Ils fumèrent des cigarettes, burent du café frais et se décidèrent même à faire l'amour avec la sensation qu'ils allaient se transformer en citrouille avant la fin de la journée.

Quelques mois plus tard, Maude accouchait d'un deuxième enfant et Guillaume emménageait avec elle sous la promesse de se trouver une job, de s'acheter un char, une maison et plusieurs cartoons de cigarettes.

Rien de tout cela ne se produisit.

Maude, n'en pouvant plus de sa vie poche, se trouva du travail au casse-croûte Chez Rastapopoulos.

Guillaume s'occupa de leur fils et de sa belle-fille en allant constamment chez Rastapopoulos où travaillait Maude pour lui mendier des cigarettes.

-Va falloir que tu t'trouves une job Guillaume... J'peux pas t'faire vivre... On a deux enfants...

-Ma crisse de chienne toé! lui disait Guillaume. Tu t'penses pour une princesse aux petits pois pis t'es lette comme un cul! Compte-toé chanceuse que j'te baise! R'garde-toé ta face de pizza saint-chrême! On dirait que t'as la gale!

-Lette? T'es-tu r'gardé hostie d'avorton? T'as l'air d'une mouche à marde! Tu bandes croche pis juste quand t'es saoul! Y'a pas une femme qui voudrait d'toé hostie d'mongol!

-Ta yeule! Donne-moé des cigarettes! J'me peux p'u calice! T'attends-tu que j'pète les plombs? T'aimes ça m'faire souffrir ma crisse de chienne?

Elle lui donna des cigarettes puis elle revint à son travail.

-Va falloi que ti chum arrite de veni ti voi su ton shift, lui avait dit son patron, un Grec pas très conciliant avec les chicanes de ménage et les fumeux de cigarette. T'es icitte pou tavailler tabarnak d'eucharisto de coulaille! Li c'est rien qu'un maudit trou d'cul di fucking prick di calice di mangeux di marde!

Quelques jours plus tard, le Grec la congédiait parce que Guillaume n'avait pas voulu comprendre que le Grec ne voulait pas lui voir la face.

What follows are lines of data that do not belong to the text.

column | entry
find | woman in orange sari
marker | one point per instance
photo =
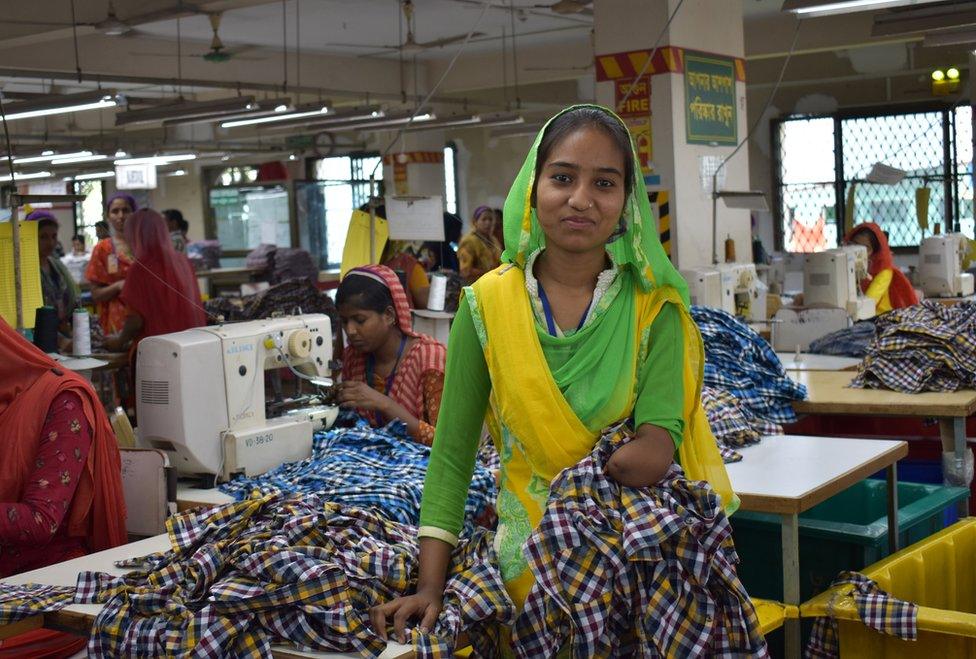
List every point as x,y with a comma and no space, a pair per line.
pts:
60,475
110,263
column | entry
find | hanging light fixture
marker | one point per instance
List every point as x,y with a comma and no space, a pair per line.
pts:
186,110
61,104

-Alli fumer ailleurs calice tabarnak! trancha le Grec. Maudite cigarette: ça poue!

Ce soir-là, Maude griffa le visage de Guillaume qui la bouscula dans l'escalier. Puis ce fut un concert de sacres, de cris, de hurlements et de pleurs.

Tous les deux n'avaient plus rien à fumer. Il ne leur restait que la misère la plus noire qui soit. Comme d'habitude...

Les voisins en eurent assez de leur énième chicane et décidèrent enfin d'appeler les flics.

La police intervint et on constata que les enfants avaient des ecchymoses un peu partout. Guillaume les battait chaque fois qu'il n'avait rien à fumer. Et Maude n'était guère plus patiente. Elle plantait ses ongles, pourtant rongées jusqu'à l'os, dans la chair de sa chair. Bref, c'était tous deux des hosties de trous du cul.

Les enfants furent confiés à la Direction de la Protection de la Jeunesse.

Le linge de ces pauvres enfants sentait la cigarette.

Guillaume fut libéré au bout de quarante-huit heures sous la promesse de comparaître.

Maude fut hébergé dans une maison de femmes.

Heureusement que les deux avaient du papier à rouler.

Ils pouvaient toujours bien se rouler de quoi fumer avec les mégots qu'ils extirpaient des cendriers.